VxRail: How to make a browser trust the VxRail Manager Certificate

By default, after VxRail cluster initial configuration, the VxRail Manager certificate is self-signed without a public CA. It is not recognized by the browser as a trusted certificate. This blocks the connection between CloudIQ Webapp and the VxRail Manager.

This article provides several options to make a browser trust the VxRail Manager certificates.

1. Public CA issued Certificate.

The well-known public CA (Certificate Authorities) certificates are installed in the browser as part of the browser installation.

If the VxRail Manager certificate is signed by a public CA, the certificate is trusted by the browser automatically, no manual operation is needed.

y. Company CA issued Certificate.

If the organization manages the company owned CA, and VxRail Manager certificate is signed by the company CA, the user must import the company root CA certificate into the browser as a Trusted Root Certification Authority. This makes all company CA signed VxRail manager certificates trusted by the browser.

If the company is using an intermediate CA to sign VxRail manager certificates, then the intermediate CA certificates must be also imported into the browser as a trusted Intermediate Certification Authority.

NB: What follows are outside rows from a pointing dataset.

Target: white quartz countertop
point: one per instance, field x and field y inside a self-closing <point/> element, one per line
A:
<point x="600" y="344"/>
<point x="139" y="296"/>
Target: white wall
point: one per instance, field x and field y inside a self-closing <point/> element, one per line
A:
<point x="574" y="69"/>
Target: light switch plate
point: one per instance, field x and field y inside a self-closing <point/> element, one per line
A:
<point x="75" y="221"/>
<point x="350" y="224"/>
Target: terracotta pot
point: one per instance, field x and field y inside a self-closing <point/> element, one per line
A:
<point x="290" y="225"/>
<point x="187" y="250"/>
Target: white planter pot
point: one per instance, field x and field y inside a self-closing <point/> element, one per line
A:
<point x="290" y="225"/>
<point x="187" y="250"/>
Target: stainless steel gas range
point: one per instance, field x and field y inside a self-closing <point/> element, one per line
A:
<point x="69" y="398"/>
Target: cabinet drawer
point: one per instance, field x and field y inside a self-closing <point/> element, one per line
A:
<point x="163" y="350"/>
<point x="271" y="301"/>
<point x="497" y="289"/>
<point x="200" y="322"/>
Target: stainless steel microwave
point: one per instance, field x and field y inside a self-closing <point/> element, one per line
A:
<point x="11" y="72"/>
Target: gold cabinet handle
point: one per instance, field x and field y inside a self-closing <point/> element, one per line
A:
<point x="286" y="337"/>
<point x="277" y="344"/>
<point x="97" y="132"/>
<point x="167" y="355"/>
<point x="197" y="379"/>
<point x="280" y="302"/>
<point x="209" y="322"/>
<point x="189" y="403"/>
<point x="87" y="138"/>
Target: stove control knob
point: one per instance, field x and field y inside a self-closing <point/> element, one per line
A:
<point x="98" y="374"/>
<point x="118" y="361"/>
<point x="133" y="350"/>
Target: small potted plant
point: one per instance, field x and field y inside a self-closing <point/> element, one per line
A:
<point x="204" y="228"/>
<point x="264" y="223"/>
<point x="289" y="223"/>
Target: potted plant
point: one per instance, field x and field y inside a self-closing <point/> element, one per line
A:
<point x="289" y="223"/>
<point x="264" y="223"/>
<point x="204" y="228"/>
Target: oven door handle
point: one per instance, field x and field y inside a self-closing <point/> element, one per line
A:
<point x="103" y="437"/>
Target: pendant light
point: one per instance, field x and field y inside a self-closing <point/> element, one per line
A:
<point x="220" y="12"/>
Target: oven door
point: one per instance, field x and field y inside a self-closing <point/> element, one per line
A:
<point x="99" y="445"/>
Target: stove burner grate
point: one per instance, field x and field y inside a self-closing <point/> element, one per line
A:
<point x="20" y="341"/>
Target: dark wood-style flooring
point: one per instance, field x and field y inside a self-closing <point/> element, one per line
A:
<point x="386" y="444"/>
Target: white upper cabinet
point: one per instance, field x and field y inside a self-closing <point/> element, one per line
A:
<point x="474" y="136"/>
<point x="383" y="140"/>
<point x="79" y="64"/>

3. VxRail self-signed Certificate

If VxRail manager is still using a self-signed certificate (which is not recommended), check KB 000194174 to ensure the VxRail manager certificate is valid. In order to make the browser trust VxRail Manager certificate, the user has to import EVERY individual VxRail Manager certificate into the browser as a Trusted Root Certification Authority.

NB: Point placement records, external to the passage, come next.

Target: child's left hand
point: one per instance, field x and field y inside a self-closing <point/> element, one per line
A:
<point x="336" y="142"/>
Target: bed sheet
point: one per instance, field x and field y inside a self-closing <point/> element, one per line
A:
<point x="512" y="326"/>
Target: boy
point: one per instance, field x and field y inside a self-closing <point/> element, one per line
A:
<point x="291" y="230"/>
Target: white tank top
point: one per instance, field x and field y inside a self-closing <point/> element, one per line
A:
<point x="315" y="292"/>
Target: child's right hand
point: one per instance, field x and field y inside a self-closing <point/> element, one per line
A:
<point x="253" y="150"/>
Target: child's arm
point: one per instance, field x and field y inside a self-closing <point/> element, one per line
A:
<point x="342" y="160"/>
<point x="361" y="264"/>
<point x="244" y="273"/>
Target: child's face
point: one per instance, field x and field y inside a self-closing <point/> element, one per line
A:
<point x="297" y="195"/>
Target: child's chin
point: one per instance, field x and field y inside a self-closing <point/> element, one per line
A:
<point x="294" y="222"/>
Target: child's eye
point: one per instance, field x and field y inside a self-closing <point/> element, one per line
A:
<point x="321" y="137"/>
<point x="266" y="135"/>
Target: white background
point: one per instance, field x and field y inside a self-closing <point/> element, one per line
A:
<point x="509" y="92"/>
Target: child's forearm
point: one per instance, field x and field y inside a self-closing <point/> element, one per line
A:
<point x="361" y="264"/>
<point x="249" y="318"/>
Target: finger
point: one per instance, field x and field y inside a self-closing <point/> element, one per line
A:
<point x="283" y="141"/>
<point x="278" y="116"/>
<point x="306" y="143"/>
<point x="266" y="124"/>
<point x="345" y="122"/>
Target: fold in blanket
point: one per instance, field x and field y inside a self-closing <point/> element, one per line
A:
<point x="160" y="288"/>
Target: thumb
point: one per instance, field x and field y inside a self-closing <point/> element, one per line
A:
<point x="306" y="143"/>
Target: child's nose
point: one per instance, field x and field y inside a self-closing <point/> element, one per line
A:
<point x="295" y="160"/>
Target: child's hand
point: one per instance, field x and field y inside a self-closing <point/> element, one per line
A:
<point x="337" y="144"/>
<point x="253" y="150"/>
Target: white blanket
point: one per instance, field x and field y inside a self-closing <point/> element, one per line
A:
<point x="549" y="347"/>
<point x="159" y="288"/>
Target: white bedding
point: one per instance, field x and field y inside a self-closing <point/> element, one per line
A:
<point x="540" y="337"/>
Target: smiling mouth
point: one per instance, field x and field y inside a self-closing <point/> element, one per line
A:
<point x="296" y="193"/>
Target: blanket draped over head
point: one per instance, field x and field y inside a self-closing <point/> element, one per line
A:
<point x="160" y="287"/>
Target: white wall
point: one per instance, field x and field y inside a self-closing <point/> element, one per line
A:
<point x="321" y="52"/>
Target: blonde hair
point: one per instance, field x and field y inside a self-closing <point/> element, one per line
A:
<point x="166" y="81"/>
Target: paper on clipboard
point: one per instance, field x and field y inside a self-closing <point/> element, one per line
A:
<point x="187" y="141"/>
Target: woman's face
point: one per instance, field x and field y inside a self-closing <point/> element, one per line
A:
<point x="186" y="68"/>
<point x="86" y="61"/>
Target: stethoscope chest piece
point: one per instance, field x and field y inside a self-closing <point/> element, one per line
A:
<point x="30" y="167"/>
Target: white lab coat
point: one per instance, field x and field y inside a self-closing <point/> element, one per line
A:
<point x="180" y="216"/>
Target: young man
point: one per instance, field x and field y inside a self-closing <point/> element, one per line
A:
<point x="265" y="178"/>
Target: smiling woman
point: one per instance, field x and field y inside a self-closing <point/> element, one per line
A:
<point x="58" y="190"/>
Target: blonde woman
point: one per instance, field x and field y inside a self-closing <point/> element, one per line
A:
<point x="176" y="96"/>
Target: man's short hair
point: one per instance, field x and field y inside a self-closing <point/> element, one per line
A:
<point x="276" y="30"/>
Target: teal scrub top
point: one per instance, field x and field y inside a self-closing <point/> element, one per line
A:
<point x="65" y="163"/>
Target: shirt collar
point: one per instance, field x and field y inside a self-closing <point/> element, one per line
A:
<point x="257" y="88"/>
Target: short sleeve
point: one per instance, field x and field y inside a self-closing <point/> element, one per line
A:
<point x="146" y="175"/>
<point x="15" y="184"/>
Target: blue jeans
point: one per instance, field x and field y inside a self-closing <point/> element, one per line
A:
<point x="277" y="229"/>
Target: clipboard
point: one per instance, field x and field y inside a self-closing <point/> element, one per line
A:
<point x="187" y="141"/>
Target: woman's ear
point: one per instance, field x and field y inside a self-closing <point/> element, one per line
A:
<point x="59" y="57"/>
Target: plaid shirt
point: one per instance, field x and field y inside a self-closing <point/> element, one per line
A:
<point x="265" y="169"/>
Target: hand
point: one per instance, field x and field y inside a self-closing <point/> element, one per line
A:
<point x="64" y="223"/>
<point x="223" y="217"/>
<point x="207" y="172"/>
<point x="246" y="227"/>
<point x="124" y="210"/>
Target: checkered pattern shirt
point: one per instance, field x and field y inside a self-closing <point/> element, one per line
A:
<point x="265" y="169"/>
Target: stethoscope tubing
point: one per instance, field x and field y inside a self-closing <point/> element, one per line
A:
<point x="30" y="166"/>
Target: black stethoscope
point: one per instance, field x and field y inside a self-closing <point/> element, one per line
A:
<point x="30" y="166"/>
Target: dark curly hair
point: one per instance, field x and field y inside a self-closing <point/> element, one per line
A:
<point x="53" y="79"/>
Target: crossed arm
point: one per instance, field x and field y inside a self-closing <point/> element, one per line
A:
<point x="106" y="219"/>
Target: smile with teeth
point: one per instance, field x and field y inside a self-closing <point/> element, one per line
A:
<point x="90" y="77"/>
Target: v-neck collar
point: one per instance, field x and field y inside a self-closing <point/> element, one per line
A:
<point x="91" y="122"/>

Note: If the current VxRail manager certificate does not meet any of the conditions above, follow VxRail plugin "Certificate Management" page in vCenter to update the VxRail manager certificate. Then follow the suggested operation to make the browser trust the VxRail manager certificate.

As part of CloudIQ Intelligent Management Systems feature, below operations may handle credential data:

• HCI Settings: Admin - HCI page, Enable vCenter Access, or Manage Credentials.
• Run system update for VxRail systems: Health - System Updates - HCI (tab) page, run UPDATE task for VxRail systems.

Due to security concerns, when performing these operations, CloudIQ Webapp in the browser must be on the same network with VxRail Manager for direct HTTPS connection. 

This requires the browser to be able to trust all certificates of the VxRail Manager for each VxRail system that a user can access.